WHO Director-General Tedros Adhanom Ghebreyesus on February 17 reported 220 suspected deaths in the current Ebola outbreak and acknowledged that delayed case detection has forced response teams to play catch-up.
'We are urgently scaling up operations, but at the moment the outbreak is running faster than us,' Tedros said, urging countries bordering the Democratic Republic of Congo (DRC) to take immediate action. Earlier the same day, Uganda reported two more Ebola cases, raising its confirmed total to seven.
In a social media post on February 16, the WHO chief said intensified surveillance efforts in the DRC's Ebola response have identified over 900 suspected cases so far. Ebola is a viral disease transmitted through direct contact with bodily fluids, causing severe bleeding and organ failure that can lead to death.
The epicenter of the current outbreak is in Ituri province in northeastern DRC, and has spread to neighboring provinces up to 200 kilometers away, as well as across the border into Uganda. No vaccine or treatment exists yet for the new Ebola Bundibugyo strain. Last week, WHO declared the rare Bundibugyo strain outbreak a Public Health Emergency of International Concern, with fear gripping cities in both DRC and Uganda.
Meanwhile, Uganda's health authorities reported two more confirmed Ebola cases on February 17, raising the national tally to seven. The two new cases are healthcare workers at a private clinic in the capital Kampala, both Ugandan nationals, according to the health ministry.
Hospital Attacked in DRC
On the evening of February 16, an angry mob stormed an Ebola treatment hospital in eastern DRC, forcing medical staff to urgently evacuate patients as gunfire erupted.
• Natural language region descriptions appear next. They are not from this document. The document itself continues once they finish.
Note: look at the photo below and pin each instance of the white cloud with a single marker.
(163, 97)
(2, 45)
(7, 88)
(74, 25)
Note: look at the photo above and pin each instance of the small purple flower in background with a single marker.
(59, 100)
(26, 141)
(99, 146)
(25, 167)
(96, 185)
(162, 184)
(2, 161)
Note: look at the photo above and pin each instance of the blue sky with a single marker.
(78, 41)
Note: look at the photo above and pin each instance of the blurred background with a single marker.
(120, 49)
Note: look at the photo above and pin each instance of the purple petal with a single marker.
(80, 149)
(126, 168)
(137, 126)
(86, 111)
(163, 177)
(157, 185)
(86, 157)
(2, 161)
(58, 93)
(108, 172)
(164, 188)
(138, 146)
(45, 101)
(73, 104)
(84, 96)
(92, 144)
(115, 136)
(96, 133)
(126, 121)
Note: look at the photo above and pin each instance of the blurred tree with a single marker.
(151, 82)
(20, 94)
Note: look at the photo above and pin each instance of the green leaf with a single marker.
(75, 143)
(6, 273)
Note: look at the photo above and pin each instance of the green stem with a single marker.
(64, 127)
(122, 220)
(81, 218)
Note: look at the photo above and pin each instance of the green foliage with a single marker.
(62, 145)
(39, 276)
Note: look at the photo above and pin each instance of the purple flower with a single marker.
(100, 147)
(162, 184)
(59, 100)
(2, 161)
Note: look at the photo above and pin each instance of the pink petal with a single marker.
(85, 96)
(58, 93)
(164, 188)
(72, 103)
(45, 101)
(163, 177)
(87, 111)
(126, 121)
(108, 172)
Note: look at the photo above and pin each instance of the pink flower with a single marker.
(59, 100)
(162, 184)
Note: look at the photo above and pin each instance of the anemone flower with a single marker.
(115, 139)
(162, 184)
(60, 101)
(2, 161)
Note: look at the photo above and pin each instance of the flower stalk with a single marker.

It remains unclear if anyone was injured in the attack on Mongbwalu General Hospital, but its medical director Richard Lokudu said the attackers demanded the return of the bodies of two relatives.
On February 15, residents of Mongbwalu in Ituri province set fire to a tent sheltering suspected and confirmed Ebola cases run by Doctors Without Borders (MSF). In that attack, 18 suspected Ebola cases fled the facility and remain missing. On February 13, a treatment center in Rwampara town was also burned down after family members were barred from retrieving the body of a local man suspected to have died from Ebola.
Congo's authorities have mandated that burials of suspected Ebola victims be managed by officials wherever possible, a measure that sometimes faces resistance from families and friends. On February 14, the government announced a ban on funeral ceremonies and gatherings of more than 50 people in northeastern DRC to curb the virus's spread.